Some years ago, I presented a Field Challenges workshop in Perth. Participants submitted for discussion challenges they were facing in the field. A few topics were offered and dispatched quickly as the solutions were obvious.
I then read to the audience a field challenge submitted by email and asked the audience if that challenge affected anybody. All hands went up.
The challenge centred around objections raised by clients after they had spoken to a competing agent. In effect, the competing agent was feeding clients with objections to raise with other agents.
We spent the rest of the workshop on that one challenge, the audience commenting later that they learned a lot.
Then I made a confession: the email was actually sent to me in 1993 – around 12 years before this workshop!
It doesn’t matter what those objections were. My point is, they were the same objections recurring over a period of 12 years. Wouldn’t you think that agents who are faced with the same objections repeatedly would learn how to overcome them?
Stop giving competitors free shots!
Competitors are going to lie to win listings. Get used to it. Learn to combat it.
Competitors are going to discount to win listings. Get used to it. Learn to combat it.
Competitors are going to make disparaging remarks about you. Get used to it. Learn to combat it.
Your competition is predictable. The salesperson who makes disparaging remarks about you won’t do so only once. These people do very little training – the fact that they resort to such low and desperate tactics shows this – and their behaviour is predictable.
All you need to know is the name of the competing salesperson and you know what he or she is saying to win listings. Think about what they say, learn ways to overcome those objections and, whenever you are competing with that salesperson for a listing, combat the objections that you know are coming. Even if the client doesn’t voice the objections, you can deal with them anyway.
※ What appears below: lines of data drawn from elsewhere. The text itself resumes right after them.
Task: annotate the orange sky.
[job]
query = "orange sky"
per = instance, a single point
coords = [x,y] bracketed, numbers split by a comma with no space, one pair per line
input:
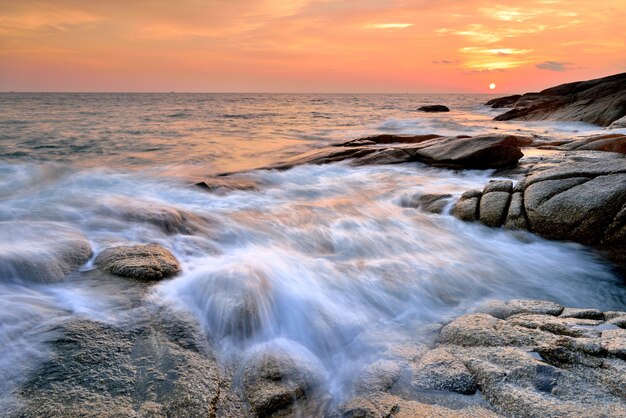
[307,46]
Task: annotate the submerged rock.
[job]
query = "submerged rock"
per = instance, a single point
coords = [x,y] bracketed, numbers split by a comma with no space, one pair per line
[273,383]
[434,108]
[147,262]
[601,101]
[43,252]
[480,152]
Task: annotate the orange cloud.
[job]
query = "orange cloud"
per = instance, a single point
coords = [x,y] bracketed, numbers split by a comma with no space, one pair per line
[306,45]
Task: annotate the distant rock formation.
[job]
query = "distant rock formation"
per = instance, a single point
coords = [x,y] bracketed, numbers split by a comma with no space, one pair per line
[434,108]
[601,102]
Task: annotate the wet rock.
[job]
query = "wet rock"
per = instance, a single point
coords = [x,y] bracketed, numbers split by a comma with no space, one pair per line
[620,123]
[539,364]
[600,101]
[59,251]
[505,309]
[582,313]
[380,376]
[466,208]
[439,370]
[434,108]
[507,101]
[494,207]
[480,152]
[273,382]
[431,203]
[227,184]
[155,367]
[516,217]
[148,262]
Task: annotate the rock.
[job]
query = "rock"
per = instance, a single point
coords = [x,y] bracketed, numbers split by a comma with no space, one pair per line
[274,382]
[620,123]
[498,186]
[614,342]
[227,184]
[58,251]
[582,313]
[431,203]
[516,217]
[505,309]
[146,262]
[156,367]
[388,139]
[439,370]
[466,208]
[480,152]
[601,101]
[380,376]
[434,108]
[537,364]
[494,208]
[577,196]
[507,101]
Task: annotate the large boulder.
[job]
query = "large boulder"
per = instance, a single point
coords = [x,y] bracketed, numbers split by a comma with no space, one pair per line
[156,367]
[540,360]
[146,262]
[42,252]
[575,199]
[601,101]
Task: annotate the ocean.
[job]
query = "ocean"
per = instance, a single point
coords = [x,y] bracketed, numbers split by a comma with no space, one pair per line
[326,262]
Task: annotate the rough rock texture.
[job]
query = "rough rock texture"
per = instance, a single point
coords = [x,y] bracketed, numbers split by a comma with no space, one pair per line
[535,363]
[620,123]
[600,101]
[480,152]
[59,251]
[582,200]
[434,108]
[144,262]
[275,384]
[157,367]
[608,143]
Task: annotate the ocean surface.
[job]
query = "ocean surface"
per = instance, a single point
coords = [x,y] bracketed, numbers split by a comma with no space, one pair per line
[324,261]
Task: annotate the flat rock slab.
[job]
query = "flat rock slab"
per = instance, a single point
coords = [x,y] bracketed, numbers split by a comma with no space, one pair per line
[480,152]
[147,262]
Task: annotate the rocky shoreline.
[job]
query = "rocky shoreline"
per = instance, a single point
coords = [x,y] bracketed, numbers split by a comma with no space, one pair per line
[508,358]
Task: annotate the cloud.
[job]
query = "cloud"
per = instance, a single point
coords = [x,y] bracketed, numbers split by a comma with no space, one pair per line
[390,25]
[555,66]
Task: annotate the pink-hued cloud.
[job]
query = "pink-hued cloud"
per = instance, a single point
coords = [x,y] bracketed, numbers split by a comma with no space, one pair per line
[307,46]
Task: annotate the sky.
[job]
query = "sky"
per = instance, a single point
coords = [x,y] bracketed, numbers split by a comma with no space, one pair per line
[395,46]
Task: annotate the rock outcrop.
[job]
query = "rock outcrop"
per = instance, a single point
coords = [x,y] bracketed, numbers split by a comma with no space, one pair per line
[538,359]
[274,383]
[434,108]
[479,152]
[601,101]
[147,262]
[581,200]
[157,367]
[59,251]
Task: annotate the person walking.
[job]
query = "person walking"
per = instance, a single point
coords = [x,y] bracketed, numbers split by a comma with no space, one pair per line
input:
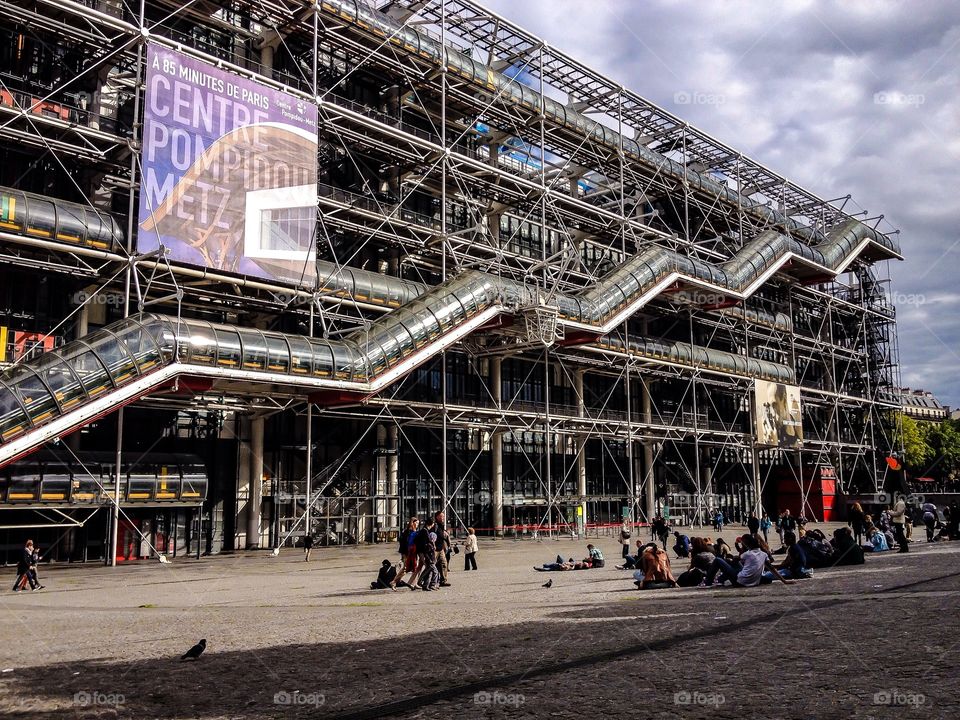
[857,523]
[898,517]
[425,541]
[765,525]
[625,539]
[408,553]
[470,548]
[929,518]
[443,547]
[25,565]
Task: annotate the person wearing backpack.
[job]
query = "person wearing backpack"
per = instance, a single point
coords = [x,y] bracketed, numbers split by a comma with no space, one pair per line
[765,526]
[470,548]
[408,553]
[898,516]
[929,518]
[625,539]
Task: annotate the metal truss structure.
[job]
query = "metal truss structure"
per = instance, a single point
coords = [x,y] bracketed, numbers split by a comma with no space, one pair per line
[454,144]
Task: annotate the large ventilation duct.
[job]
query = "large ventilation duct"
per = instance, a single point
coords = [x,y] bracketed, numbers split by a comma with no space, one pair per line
[89,377]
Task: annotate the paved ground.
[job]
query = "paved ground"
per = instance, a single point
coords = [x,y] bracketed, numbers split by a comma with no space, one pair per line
[287,638]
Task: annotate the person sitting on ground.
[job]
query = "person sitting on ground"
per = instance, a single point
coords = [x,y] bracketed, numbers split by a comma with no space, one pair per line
[876,540]
[385,578]
[661,529]
[794,565]
[818,551]
[632,562]
[722,550]
[701,559]
[747,571]
[594,557]
[561,565]
[846,550]
[654,569]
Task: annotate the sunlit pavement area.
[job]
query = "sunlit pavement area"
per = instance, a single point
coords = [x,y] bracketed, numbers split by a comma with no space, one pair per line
[289,638]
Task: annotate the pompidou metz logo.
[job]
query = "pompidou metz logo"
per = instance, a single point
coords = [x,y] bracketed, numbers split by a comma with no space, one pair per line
[229,171]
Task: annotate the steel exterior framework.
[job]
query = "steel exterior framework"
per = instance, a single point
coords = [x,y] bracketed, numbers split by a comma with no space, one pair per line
[423,177]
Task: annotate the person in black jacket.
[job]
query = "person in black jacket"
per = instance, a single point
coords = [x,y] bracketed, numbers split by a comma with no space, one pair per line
[857,522]
[408,553]
[425,542]
[443,547]
[25,571]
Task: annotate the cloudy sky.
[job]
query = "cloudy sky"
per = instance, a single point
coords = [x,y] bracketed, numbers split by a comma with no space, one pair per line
[852,97]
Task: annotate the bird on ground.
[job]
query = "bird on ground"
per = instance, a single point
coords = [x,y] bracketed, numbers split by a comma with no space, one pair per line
[196,651]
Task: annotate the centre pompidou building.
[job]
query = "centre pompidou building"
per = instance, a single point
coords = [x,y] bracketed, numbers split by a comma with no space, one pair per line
[273,268]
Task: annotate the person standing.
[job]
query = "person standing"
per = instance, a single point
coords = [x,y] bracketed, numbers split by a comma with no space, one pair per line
[470,548]
[855,519]
[24,574]
[898,517]
[427,553]
[625,539]
[408,553]
[929,518]
[765,525]
[443,547]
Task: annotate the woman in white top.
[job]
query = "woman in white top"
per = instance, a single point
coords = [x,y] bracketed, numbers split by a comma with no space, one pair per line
[470,548]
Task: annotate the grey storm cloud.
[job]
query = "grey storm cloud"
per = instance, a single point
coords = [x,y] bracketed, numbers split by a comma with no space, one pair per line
[844,98]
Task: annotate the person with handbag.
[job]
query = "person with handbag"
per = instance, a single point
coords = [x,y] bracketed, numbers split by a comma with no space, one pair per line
[470,548]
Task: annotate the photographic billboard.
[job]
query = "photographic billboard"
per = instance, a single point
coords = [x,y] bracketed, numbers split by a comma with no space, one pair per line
[777,417]
[229,171]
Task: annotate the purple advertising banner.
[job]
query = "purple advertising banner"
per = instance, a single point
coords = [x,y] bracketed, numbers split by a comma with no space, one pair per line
[229,171]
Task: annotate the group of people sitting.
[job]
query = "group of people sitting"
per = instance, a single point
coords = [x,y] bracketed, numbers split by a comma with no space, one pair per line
[594,559]
[713,562]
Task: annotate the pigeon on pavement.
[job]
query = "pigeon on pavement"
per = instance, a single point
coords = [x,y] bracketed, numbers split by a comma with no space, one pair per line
[196,651]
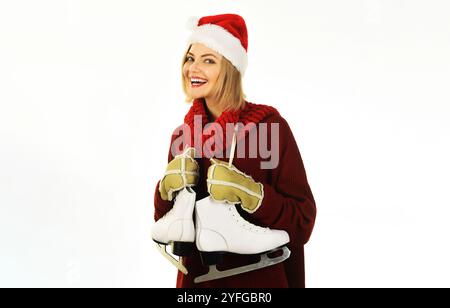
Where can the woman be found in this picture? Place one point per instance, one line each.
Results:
(276, 195)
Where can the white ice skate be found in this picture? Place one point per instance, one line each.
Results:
(177, 228)
(221, 229)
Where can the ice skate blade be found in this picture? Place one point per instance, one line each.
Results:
(178, 263)
(265, 261)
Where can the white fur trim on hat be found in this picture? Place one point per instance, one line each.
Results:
(192, 23)
(221, 41)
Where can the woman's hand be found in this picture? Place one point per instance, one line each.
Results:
(227, 183)
(181, 172)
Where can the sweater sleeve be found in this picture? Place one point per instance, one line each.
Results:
(288, 202)
(162, 206)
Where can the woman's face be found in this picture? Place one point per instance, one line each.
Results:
(201, 71)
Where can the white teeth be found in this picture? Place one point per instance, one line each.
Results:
(198, 80)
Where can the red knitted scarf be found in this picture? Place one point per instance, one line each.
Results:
(251, 113)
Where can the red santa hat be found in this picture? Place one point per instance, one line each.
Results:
(225, 34)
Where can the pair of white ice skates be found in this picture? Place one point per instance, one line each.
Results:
(219, 229)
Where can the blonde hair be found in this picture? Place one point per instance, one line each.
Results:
(228, 89)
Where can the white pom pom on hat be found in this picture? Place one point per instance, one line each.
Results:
(225, 33)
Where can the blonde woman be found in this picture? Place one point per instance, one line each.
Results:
(265, 178)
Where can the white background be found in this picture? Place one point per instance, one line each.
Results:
(90, 92)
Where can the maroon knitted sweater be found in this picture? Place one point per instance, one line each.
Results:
(288, 202)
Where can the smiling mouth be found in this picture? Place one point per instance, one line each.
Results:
(197, 82)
At a workshop in New Zealand, an audience member said that whenever a certain competing salesperson was told by a client that they were talking with XYZ Real Estate, this salesperson said, “They’re amateurs”. It is so easy to destroy tacky lines like this.
All the salesperson had to say was this: “You’re talking with x from xx Real Estate? They’re a good company. Could I ask you something in confidence? Did x say that we’re amateurs? He usually does.”
The sellers will sheepishly reply, “Yes”, to which you say, “Has that been your impression of me so far?” Followed by, “It’s a pity he chooses to say that about us. Funny thing is, a true professional would never say such a thing. I thought they were better than that.” Job done.
Then you go on to prove why those sellers should choose you.
There are times when you can ignore your competitors and there are times when you must stand your ground and stop giving them free shots. Standing your ground doesn’t mean being aggressive. It doesn’t mean being a door mat either!